From July to November 2024, the Union government’s capex rose by 8.2 per cent, with defence, railways, and road transport accounting for 75 per cent of the total capital outlay, according to the Economic Survey 2024-25 released on Friday. Meanwhile, sectors such as power and food and public distribution witnessed notable year-on-year (Y-o-Y) growth.
The Economic Survey 2025, compiled under the guidance of the Chief Economic Advisor V Anantha Nageswaran, was tabled in Parliament by Finance Minister Nirmala Sitharaman on Friday. The release of the Economic Survey marks the beginning of the
Budget 2025 session. Sitharaman will present the Union Budget for financial year 2025-26 (FY26) on Saturday.
Govt capex grows 38.8 per cent in past 5 years
Over the past five years, capital expenditure (capex) by the Union government on key infrastructure sectors has grown at an average rate of 38.8 per cent. This growth in capex demonstrated a sustained push for economic expansion with continued emphasis on infrastructure development and capital investment, the survey said.
The government’s capex for FY25 has seen a three-fold increase compared to FY20 levels, with roads, power, coal, and mines emerging as the top-performing sectors. This increase has primarily benefited critical transport infrastructure such as roads and railways.
Despite this momentum, the pace of infrastructure spending in Q1 FY25 was impacted by the Model Code of Conduct during the general elections, the Survey noted. As a result, a direct Y-o-Y comparison may not fully capture the progress made.
Private investment and capacity utilisation
The Reserve Bank of India’s (RBI) Order Books, Inventory, and Capacity Utilisation Survey (OBICUS) indicates that the seasonally adjusted capacity utilisation (CU) in manufacturing reached 74.7 per cent in Q2 FY25, surpassing the long-term average of 73.8 per cent.

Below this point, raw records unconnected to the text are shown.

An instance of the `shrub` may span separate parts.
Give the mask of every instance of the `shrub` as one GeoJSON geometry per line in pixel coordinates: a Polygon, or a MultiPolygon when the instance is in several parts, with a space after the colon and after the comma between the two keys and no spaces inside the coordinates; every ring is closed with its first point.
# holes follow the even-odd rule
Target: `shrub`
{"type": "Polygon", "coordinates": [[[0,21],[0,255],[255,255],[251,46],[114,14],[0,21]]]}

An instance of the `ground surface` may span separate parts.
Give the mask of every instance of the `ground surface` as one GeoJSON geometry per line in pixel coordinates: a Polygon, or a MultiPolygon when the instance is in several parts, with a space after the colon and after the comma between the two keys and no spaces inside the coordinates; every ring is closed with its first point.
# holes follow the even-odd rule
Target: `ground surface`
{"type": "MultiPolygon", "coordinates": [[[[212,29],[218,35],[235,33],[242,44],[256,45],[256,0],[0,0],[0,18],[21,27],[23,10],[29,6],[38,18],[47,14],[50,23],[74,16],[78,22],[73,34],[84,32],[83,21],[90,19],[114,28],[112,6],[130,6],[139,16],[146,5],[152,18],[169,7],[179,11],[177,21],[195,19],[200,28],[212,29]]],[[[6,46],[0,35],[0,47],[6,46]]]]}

A private sector report analysing capital goods companies found that order books grew by 23.6 per cent in FY24, significantly outpacing the 4.5 per cent compound annual growth rate (CAGR) over the previous four years. Additionally, in the first half of FY25, orders expanded by 10.3 per cent compared to the end of FY24.
RBI’s private investment report highlights an increase in investment intentions, which rose to Rs 2.45 trillion for FY25 from Rs 1.6 trillion in FY24. The Survey notes that some of these investments will likely spill over into FY26, ensuring continued capital inflows.
While investment activity has recently slowed, the Survey describes this trend as temporary and anticipates a revival in the coming quarters.
State Spending: Growth in revenue expenditure, decline in capex
From April to November 2024, state governments’ revenue expenditure grew by 12 per cent Y-o-Y, driven by a 25.7 per cent increase in subsidies and a 10.4 per cent rise in committed liabilities. However, capital expenditure by states declined by 5.6 per cent over the same period.
Despite this overall decline, 11 states recorded higher capex, reflecting varied approaches to infrastructure spending. The Survey also noted significant differences in capital outlay as a percentage of revenue expenditure among states over the last five years.
National Monetisation Pipeline
The National Monetisation Pipeline (NMP), launched in August 2021, aims to unlock value from government-owned infrastructure assets by attracting private investments. Between FY22 and FY24, transactions worth Rs 3.86 trillion were completed, nearing the Rs 4.30 trillion target.
For FY25, the monetisation target stands at Rs 1.91 trillion, with roads, power, coal, and mines leading the charge, backed by market-driven reforms.
Railways expansion
Indian Railways, the fourth-largest rail network under a single management worldwide, saw further expansion in FY25. Between April and October 2024, 17 new pairs of Vande Bharat trains were introduced, and 228 coaches were produced, enhancing domestic rail connectivity.
Despite significant investments by the central and several state governments, the demand for infrastructure remains high, the Survey acknowledged. Further efforts will be required to bridge existing gaps and sustain long-term economic growth.
The Union Budget for 2025-26 will be presented by Finance Minister Nirmala Sitharaman on February 1.